Aktivitas wisata bahari seperti penyelam juga memberikan kontribusi terhadap laju kerusakan akibat jangkar perahu atau terinjak penyelam pemula. Intensifikasi pertanian di DAS Hulu, akan meningkatkan laju erosi tanah dan sedimentasi kelaut. Jika tidak ada ekosistem mangrove yang efektif menyerap sedimen tanah, maka proses sedimentasi ini akan menutupi permukaan karang sehingga karangnya mati. Kegiatan pembangunan dipesisir sekitar ekosistem terumbu karang juga menimbulkan dampak negatif yang mengganggu kelestariannya, seperti kegiatan reklamasi di Teluk Manado dan Teluk Lampung, serta daerah-daerah lainnya.

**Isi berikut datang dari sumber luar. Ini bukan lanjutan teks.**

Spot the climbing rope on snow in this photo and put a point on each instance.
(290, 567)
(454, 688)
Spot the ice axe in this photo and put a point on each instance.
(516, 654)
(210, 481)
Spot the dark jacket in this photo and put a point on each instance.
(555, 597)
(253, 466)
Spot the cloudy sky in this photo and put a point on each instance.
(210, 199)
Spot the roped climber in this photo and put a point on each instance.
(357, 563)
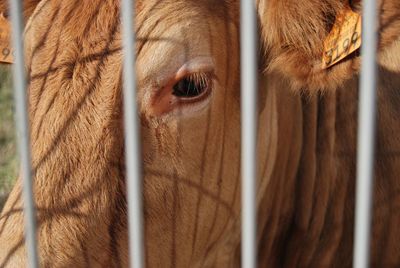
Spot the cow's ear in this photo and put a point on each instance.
(293, 34)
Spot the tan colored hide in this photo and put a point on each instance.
(306, 138)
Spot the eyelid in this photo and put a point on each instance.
(196, 65)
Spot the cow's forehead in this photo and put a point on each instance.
(226, 9)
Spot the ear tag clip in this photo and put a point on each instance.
(344, 38)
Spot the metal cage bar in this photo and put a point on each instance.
(366, 136)
(132, 139)
(22, 124)
(248, 63)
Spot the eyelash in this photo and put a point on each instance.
(192, 85)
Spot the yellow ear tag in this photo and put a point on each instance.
(344, 38)
(6, 51)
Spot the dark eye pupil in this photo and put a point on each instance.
(188, 88)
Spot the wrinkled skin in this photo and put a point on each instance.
(191, 150)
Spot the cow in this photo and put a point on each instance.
(189, 108)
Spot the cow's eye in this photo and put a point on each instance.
(192, 86)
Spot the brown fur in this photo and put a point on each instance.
(306, 143)
(293, 33)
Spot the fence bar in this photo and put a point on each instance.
(366, 136)
(132, 139)
(23, 130)
(248, 39)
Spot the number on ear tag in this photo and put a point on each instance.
(6, 50)
(344, 38)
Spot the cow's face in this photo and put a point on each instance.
(187, 66)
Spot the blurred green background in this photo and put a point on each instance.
(8, 157)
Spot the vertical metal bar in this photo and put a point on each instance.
(366, 136)
(248, 63)
(132, 139)
(23, 130)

Beberapa aktivitas manusia yang dapat merusak terumbu karang :
  1. Membuang sampah ke laut dan pantai yang dapat mencemari air laut.
  2. Membawa pulang ataupun menyentuh terumbu karang saat menyelam, satu sentuhan saja dapat membunuh terumbu karang.
  3. Pemborosan air, semakin banyak air yang digunakan maka semakin banyak pula limbah air yang dihasilkan dan dibuang ke laut.
  4. Pengunaan pupuk dan pestisida buatan, seberapapun jauh letak pertanian tersebut dari laut residu kimia dari pupuk dan pestisida buatan pada akhinya akan terbuang ke laut juga.
  5. Membuang jangkar pada pesisir pantai secara tidak sengaja akan merusak terumbu karang yang berada di bawahnya.

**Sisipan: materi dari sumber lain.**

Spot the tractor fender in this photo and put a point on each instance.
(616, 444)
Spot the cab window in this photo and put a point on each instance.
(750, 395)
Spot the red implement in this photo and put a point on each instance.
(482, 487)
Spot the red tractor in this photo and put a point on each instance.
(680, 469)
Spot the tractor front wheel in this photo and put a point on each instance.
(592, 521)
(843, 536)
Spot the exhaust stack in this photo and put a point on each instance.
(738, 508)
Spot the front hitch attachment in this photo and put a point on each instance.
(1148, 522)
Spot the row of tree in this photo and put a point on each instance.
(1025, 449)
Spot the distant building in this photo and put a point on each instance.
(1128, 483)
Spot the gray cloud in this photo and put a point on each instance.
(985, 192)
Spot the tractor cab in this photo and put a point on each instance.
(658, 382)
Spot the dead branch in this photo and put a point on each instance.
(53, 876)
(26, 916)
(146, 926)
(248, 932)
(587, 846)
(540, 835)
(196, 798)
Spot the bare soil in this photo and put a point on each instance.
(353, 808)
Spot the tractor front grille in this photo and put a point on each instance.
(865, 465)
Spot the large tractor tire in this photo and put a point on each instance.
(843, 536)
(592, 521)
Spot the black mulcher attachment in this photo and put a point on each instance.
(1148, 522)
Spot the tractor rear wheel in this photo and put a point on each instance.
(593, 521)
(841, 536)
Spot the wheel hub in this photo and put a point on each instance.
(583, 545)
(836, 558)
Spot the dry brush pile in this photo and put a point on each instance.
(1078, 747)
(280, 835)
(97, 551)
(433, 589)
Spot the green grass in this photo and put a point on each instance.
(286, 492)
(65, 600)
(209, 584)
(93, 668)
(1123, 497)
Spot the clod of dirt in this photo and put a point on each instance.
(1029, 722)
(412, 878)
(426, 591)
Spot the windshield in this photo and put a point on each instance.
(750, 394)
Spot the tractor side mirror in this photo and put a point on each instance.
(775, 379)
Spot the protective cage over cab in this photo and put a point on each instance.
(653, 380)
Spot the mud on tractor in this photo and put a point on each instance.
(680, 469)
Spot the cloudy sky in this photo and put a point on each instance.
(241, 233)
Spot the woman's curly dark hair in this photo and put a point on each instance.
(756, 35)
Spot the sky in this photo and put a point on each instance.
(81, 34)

Sumber terbesar dari kematian terumbu masif adalah perusakan mekanik oleh badai tropik yang hebat. Topan atau angin puyuh yang kuat ketika melalui suatu wilayah terumbu sering merusak daerah yang luas di terumbu karang. Sumber kedua terbesar yang menyebabkan bencana kematian terumbu, adalah ledakan Acanthaster planci (bintang bulu seribu) akibat adanya kegiatan pengerukan dan beberapa bahan kimia (pestisida) membuka ruangan baru bagi Acanthaster planci muda, ledakan populasi juga diakibatkan oleh kegiatan manusia yang memindahkan predator utama bulu seribu yaitu Charonia tritonis untuk diambil cangkangnya (Nybakken 1988).

Kegiatan manusia secara langsung dapat menyebabkan bencana kematian di terumbu melalui penggalian dan pencemaran (Nybakken 1988). Berdasarkan analisis Burke, dkk. (2002) 25% kerusakan terumbu karang diakibatkan oleh pembangunan pesisir, 7% diakibatkan oleh pencemaran, 21% diakibatkan oleh sedimentasi, 64% akibat penangkapan yang berlebihan, 54% akibat penangkapan ikan dengan melakukan pengrusakan, 18% diakibatkan oleh pemutihan terumbu karang.

Penyakit yang biasanya menyerang karang disebut sebagai White band disease dan Blank band disease atau penyakit gelang putih, ditandai dengan memutihnya sebagian koloni terumbu. Hal ini disebabkan oleh serangan bakteri. Penyakit yang disebabkan oleh bakteri dipicu oleh kondisi lingkungan yang tidak normal seperti pencemaran dan kenaikan suhu air laut (Akmal 2002).

Beban nutrient yang berlebihan menyebabkan berkembangnya alga secara berlebihan (eutrofikasi) sehingga dapat menutupi dan membunuh organisme coral atau timbulnya blooming dari fitoplakton (Dahuri, dkk 2004) Akmal (2002) mengungkapkan hubungan antara pemanasan global, penipisan ozon dan terumbu karang mengakibatkan tingkat karbondioksida meningkat secara kimiawi akan menghambat pertumbuhan bunga karang oleh polip-polip. Perubahan suhu menimbulkan pemutihan karang pada musim panas.